The Catholic Theological Society of America, which reflects the mainstream professional theological academy in the U.S., has been the arena of dispute in recent weeks over the doctrinal reliability of its outgoing president. The controversy makes discouraging reading, not least because trade-union academics reject a priori the duty of submission to a living doctrinal authority, which means their "dialogue" operates like a table vise missing one jaw: there's no possibility of engagement. And yet they declare victory by walkover.

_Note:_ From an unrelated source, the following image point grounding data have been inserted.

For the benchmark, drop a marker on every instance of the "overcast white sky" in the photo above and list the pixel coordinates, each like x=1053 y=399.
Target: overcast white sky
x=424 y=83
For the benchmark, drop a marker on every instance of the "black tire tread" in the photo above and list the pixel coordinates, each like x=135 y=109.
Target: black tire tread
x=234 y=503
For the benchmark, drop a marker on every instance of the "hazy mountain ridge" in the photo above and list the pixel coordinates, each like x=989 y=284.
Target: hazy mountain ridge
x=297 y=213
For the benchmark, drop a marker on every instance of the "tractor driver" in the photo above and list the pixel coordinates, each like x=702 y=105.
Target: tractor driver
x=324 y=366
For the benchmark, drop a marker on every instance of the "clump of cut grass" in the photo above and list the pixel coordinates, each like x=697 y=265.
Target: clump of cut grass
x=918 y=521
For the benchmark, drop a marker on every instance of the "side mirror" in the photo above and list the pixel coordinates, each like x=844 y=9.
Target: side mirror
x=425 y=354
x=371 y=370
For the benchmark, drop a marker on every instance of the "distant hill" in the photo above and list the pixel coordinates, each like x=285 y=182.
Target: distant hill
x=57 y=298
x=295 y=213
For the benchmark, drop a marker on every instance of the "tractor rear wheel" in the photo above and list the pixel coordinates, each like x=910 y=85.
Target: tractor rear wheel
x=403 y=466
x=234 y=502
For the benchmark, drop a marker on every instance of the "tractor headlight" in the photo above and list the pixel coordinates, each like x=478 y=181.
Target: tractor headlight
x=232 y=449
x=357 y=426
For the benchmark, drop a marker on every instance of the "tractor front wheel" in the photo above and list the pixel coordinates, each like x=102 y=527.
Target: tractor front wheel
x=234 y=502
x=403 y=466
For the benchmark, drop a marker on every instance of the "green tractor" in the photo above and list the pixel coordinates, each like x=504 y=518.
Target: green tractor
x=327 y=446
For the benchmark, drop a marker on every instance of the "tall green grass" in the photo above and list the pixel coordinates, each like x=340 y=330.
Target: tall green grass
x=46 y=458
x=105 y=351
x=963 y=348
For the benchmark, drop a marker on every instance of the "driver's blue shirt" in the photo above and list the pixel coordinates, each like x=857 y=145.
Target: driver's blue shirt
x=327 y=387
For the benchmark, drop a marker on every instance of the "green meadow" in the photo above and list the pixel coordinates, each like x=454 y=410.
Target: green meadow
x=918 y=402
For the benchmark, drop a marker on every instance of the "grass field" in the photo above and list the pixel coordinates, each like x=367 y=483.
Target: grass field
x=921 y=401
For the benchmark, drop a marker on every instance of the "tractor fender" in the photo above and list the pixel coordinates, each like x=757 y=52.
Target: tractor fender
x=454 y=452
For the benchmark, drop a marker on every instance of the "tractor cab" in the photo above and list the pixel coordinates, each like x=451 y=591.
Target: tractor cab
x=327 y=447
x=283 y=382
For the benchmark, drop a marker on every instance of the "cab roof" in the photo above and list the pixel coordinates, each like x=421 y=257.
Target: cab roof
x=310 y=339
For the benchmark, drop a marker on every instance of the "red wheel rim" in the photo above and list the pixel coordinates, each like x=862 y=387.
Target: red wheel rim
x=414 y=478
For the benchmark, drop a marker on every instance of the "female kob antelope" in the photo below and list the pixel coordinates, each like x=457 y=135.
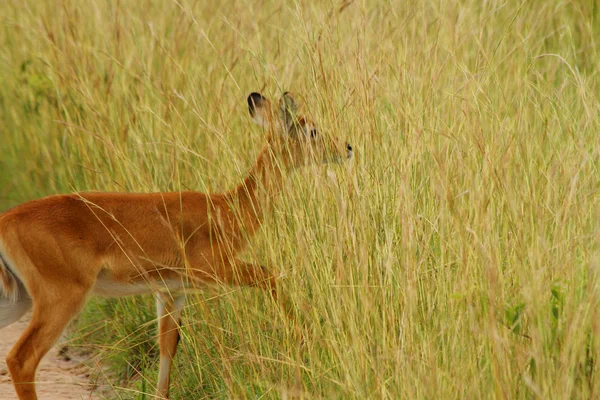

Now if contemporary academic theologians had amassed the brainpower and originality of the physicists of the early 20th century -- Heisenberg, Bohr, Pauli, Fano, Einstein, Teller, etc. -- there might be some excuse for their cockiness. But what strikes the outsider is the dimness of the CTSA inner gang: their derivative buzzwords, their touchiness, their toleration of the bogus, and most of all their aggregate infecundity. What product of post-conciliar theology has had ripple effects across academic boundaries? Where's their answer to Wittgenstein's Tractatus or Gödel's Undecidable Propositions, or even the work of Mary Douglas?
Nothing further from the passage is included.